The event was organised by Revamp The Valley, with Social Work Connect and Benson Arendse from Coffee Conversations.

False Bay College SRC students welcomed around 50 people at the gate with registration forms, starting the process to assist the City of Cape Town’s local field workers in their efforts to understand the numbers of homeless in the area and their needs.

Of the 40 homeless people who registered, 26 did not have ID documents.

Marion Thomas from Social Work Connect said: “There is a public perception that someone who is living on the street has made the choice to do so. However, this choice to live on the street is often the better of two evils. Often a lack of employment opportunities, a lack of educational space and a lack of understanding in the public health arena is the cause of people having to make this choice. As a result, the homeless are invisible to society. Their circumstances are often a product of many systemic gaps in our society. The homeless want to be visible. Without an identification card, a homeless person is unable to access important services like medical, employment and housing.”
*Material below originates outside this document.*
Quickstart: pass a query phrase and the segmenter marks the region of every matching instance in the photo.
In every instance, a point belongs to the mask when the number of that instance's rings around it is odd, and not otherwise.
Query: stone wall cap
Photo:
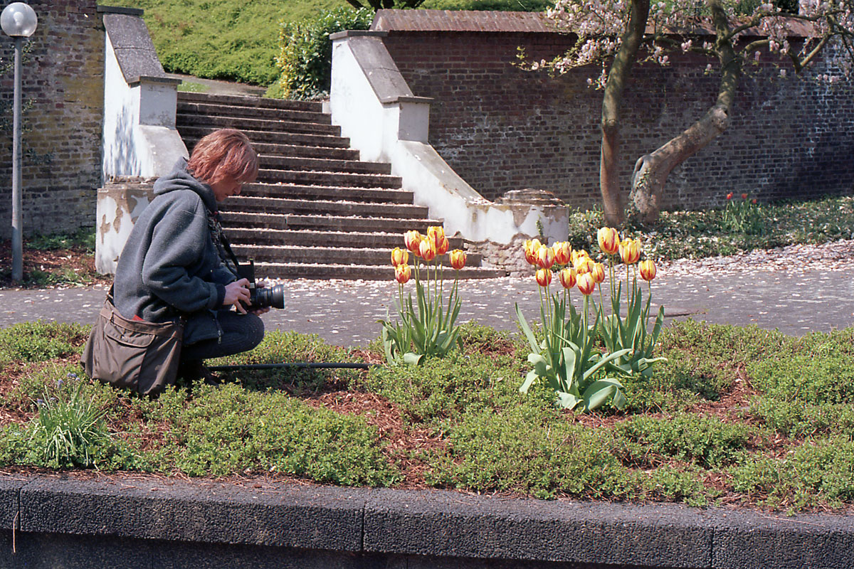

Medical services were provided by CMR, who sent a paramedic and medical doctor, Living Hope with two staff and a nursing sister from Kheth’Impilo, and the College’s mobile clinic was made available for blood pressure testing and other services. The students were busy in the pop-up Dignity store, unpacking and sorting the clothing, shoes, toiletries, and books, generously donated by the community.

Local hairdresser Caron Nieuwstad offered her services again and 11 people walked away with neat cuts.

Carolyn Axman, who has work experience in Human Resources, offered resume-writing services to anyone who needed a C.V. while workshops were conducted by several locals who focused on economic development.

Yolanda Valentine, of False Bay Recycling, explained how trash can become an income through recycling while Eva Hart, of MaterialShare, demonstrated turning recyclables into art. Sue Kinnell, of Lions Club, told those seeking jobs how to best handle those difficult interviews.

Arendse discussed potential work opportunities at Neighbourhood Farms.

Dignity packs were donated by the Grade 11s of Reddam House Constantia for distribution to attendees.